Despite this progress, important barriers remain. Regulatory authorities have continued to require larger and more rigorously controlled studies before wider approval can occur. A more fundamental limitation relates to disease biology, as many patients present after substantial retinal ganglion cell loss. Gene therapy may restore function in surviving cells but cannot replace neurons that have already degenerated.

The presentation then turned to dominant optic atrophy, the most common inherited optic neuropathy in clinical practice. DOA affects at least 1 in 25,000 individuals and usually presents in childhood. In contrast to the abrupt visual decline seen in LHON, DOA produces a more gradual optic neuropathy driven by progressive retinal ganglion cell loss.

The condition is genetically heterogeneous, although mutations in OPA1 account for around 60 to 70 per cent of cases, with more than 400 variants identified. OPA1 plays a central role in mitochondrial dynamics, particularly in maintenance of inner mitochondrial membrane structure and fusion. This creates a distinct therapeutic challenge, as both insufficient and excessive OPA1 activity can disrupt mitochondrial balance.

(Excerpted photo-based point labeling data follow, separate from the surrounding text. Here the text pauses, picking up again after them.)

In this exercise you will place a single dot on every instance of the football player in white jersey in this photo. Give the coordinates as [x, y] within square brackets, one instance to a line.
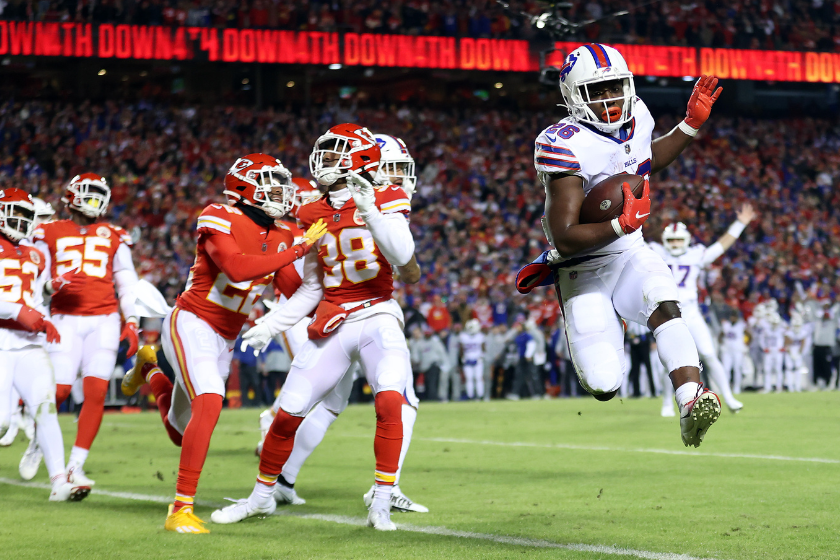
[605, 271]
[772, 343]
[687, 261]
[472, 351]
[396, 168]
[797, 343]
[733, 329]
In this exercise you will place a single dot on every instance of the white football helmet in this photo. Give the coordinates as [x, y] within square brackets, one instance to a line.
[676, 238]
[592, 64]
[43, 211]
[397, 165]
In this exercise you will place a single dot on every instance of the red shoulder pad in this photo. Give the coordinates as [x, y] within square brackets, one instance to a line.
[391, 199]
[217, 218]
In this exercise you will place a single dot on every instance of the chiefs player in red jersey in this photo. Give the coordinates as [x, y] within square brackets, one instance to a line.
[24, 364]
[87, 257]
[349, 279]
[239, 249]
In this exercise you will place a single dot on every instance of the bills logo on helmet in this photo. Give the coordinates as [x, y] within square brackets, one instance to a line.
[567, 67]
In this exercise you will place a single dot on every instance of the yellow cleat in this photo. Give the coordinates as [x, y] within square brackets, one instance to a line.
[136, 377]
[184, 521]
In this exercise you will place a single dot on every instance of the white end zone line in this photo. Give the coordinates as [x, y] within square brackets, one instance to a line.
[425, 529]
[618, 449]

As a result, therapeutic strategies for DOA differ from those for LHON. Professor Yu Wai Man described messenger RNA transplicing and antisense oligonucleotide approaches as promising avenues to correct or modulate gene expression at the transcript level. Early clinical studies have begun to emerge, although the field remains at an earlier stage than LHON gene therapy.

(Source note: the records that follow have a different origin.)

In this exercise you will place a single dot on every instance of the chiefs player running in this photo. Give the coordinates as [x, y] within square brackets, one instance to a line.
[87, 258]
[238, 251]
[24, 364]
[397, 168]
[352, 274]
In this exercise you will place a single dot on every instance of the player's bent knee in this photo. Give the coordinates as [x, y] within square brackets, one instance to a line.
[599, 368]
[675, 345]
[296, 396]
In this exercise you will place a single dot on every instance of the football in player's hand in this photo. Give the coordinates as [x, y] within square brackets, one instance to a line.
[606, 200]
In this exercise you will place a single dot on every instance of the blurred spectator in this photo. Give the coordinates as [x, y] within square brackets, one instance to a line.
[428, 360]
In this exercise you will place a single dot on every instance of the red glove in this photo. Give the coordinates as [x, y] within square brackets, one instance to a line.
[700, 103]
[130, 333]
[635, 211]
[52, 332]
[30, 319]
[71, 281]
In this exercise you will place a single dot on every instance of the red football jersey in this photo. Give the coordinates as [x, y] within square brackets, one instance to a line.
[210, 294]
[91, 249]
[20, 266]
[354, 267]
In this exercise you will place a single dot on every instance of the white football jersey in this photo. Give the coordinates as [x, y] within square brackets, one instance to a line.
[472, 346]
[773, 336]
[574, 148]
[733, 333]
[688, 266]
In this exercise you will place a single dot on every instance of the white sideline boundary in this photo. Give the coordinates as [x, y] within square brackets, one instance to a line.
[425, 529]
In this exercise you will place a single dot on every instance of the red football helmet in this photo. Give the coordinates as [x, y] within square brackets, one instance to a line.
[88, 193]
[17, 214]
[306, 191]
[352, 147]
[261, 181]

Taken together, the presentation described a field that has moved from genetic characterisation towards therapeutic intervention. Inherited optic neuropathies remain serious, life-altering conditions, and no universal cure exists. However, prospects have improved substantially. For LHON, idebenone and gene therapy have shown that visual function can improve in a subset of patients. For DOA, transcript-targeted strategies have started to progress towards clinical evaluation.

“After decades in which inherited optic neuropathies were largely untreatable, we are now in a position where advanced therapies may begin to alter the natural history of these diseases,” said Professor Patrick Yu Wai Man.